第3話 調査結果

それから2週間、綾乃さんの帰宅時間に合わせて下校する事で、何度か綾乃さんと遭遇する事ができた。


わかった事は、綾乃さんは帰宅前、実家の周りをキョロキョロ確認している事。

それと、家のポストをしきりに確認している事だった。

例のイケメン彼氏は、あの日以来見ることがなかった。


明らかに何かを気にしているようだったが、それが何かはさすがに分からなかった。


ある日の放課後、紗英が私に問いかける。


「美咲、綾乃さんの様子、明らかに変だよね?」


『それは私も思った。何かに脅えてるような…。もしかして、凶悪犯罪に巻き込まれてるとか⁉︎』


「凶悪犯罪って…一体何?」


『そりゃあ、殺人事件の目撃者になってしまったとか、国家機密を知ってしまって政府から命を狙われているとか…。』


「ありえないでしょ。」


唐突に私たちの会話を遮る声が入る。

この声は、いつも居残りをさせられている、通称[影薄丸]だ。


影薄丸…本名、板垣冬馬。頭は悪くなくて顔もそこそこなはずなのに、異様なくらい他人と関わらない。

宿題をいつもやらないから、居残りの常習犯だ。


私たちとは、何かと縁があり、過去に何度か一緒に事件を解決してきたけれど…。


『あんたの方から話しかけてくるなんて珍しいわね。もしや、綾乃さんに興味あるとか?』


「そんな訳ないでしょ。ただ、あんまりにもしょうもない話が聞こえてきたから、思わずツッコんだだけだよ。」


相変わらず、どこか冷めた態度で上からもの事を言ってくる。


『話、だいたい聞いてたんでしょ?だったらアンタは綾乃さんの悩みが何なのかわかる訳?』


私は、いつもより強い口調で影薄丸に問いただす。こんな奴が、私たちより綾乃さんの事を知っている訳がない。
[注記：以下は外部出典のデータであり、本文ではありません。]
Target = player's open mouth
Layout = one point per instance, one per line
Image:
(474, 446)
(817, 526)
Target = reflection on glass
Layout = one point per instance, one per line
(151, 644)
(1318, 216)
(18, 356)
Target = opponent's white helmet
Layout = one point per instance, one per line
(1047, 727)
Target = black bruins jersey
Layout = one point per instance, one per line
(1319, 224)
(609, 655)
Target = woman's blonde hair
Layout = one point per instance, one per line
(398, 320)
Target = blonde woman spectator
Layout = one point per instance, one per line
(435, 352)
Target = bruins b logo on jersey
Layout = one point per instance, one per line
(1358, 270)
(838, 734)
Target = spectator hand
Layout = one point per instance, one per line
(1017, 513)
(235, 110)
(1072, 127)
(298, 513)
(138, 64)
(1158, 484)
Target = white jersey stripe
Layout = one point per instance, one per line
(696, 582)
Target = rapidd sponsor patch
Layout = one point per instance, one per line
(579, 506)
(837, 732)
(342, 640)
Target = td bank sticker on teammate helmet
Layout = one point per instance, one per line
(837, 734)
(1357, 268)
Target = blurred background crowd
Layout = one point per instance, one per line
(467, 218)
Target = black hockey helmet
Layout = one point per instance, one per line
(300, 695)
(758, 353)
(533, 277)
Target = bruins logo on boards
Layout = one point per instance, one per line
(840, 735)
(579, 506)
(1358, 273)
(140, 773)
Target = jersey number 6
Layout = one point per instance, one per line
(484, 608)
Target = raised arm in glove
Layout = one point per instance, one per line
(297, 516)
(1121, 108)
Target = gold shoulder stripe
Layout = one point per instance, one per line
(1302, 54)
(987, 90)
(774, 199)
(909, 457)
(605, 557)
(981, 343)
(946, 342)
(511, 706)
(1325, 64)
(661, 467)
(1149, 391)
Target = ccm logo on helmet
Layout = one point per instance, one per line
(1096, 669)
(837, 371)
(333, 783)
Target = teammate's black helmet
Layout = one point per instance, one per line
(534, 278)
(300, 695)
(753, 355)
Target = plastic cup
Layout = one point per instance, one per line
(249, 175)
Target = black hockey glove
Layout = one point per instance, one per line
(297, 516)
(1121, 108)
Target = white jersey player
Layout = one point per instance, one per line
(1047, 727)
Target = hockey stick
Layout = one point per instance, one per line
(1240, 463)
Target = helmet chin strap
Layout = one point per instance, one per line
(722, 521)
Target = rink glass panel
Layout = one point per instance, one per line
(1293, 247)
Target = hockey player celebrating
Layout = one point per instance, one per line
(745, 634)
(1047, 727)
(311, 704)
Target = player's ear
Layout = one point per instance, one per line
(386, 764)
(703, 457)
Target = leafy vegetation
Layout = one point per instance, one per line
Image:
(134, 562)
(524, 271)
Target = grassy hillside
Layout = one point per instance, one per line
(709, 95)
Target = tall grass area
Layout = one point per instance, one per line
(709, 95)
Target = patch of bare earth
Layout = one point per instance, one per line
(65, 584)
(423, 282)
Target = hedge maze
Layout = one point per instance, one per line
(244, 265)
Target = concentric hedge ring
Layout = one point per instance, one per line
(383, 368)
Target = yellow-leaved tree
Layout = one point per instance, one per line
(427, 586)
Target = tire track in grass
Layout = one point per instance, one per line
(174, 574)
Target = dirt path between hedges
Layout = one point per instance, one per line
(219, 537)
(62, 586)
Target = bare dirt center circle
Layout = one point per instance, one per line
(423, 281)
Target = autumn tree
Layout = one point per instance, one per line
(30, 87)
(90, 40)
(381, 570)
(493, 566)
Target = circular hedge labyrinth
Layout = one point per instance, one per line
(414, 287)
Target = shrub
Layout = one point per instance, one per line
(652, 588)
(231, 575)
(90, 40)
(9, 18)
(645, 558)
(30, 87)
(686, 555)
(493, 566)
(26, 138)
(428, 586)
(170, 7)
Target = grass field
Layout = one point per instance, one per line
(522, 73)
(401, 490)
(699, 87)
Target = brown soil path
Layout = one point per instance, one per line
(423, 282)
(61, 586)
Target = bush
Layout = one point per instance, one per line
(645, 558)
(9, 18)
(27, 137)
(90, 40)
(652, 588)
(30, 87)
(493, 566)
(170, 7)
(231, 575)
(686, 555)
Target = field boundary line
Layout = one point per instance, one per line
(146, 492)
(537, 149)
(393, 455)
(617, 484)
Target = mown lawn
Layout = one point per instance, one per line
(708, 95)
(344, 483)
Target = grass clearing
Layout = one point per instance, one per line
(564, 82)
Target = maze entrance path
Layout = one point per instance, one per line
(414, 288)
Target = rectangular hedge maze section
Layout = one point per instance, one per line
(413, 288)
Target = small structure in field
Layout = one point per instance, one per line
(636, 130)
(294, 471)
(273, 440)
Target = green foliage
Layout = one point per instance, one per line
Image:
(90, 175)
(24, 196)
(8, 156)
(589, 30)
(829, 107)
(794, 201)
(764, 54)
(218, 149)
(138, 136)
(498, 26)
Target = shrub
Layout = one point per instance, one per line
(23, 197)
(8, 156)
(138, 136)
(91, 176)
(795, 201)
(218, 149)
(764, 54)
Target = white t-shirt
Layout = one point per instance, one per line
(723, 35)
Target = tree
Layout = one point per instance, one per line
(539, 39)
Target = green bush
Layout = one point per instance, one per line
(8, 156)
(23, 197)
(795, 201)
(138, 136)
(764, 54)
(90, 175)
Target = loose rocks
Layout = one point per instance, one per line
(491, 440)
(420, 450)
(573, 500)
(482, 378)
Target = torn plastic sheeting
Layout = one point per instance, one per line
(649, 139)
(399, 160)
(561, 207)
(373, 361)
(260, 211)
「うーん…仮に凶悪犯罪とかなら、とっくに警察に相談してるんじゃない?話を聞く限り警察は動いて無さそうだから、きっと相談する前だね。」


『じゃあ、他に綾乃さんは何に脅えてるのよ?』


「そのお姉さん、美人なんだろ?だったらストーカーってとこじゃないかな?」


ストーカーと言う言葉を聞いて、私も紗英もハッとする。確かに綾乃さんは美人だから、変な男に因縁を持たれる可能性は充分にある。


「でも板垣くん、綾乃さんにはイケメンの彼氏がいるんだよ?ストーカーなんてされるかな?」


『紗英!ストーカーの正体は私たちが見つければ済む話よ!そろそろ綾乃さんが帰る頃だわ!行こう!紗英!』


私は影薄丸の推測を聞いて、いてもたってもいられなくなった。


「あ、美咲…ちょっと待ってよ。板垣くん、ありがとうね。」


「奥間さん…って、行っちゃったか。」


影薄丸が何か言い残したように思ったが、とにかく私たちは綾乃さんの家の近くに急いだ。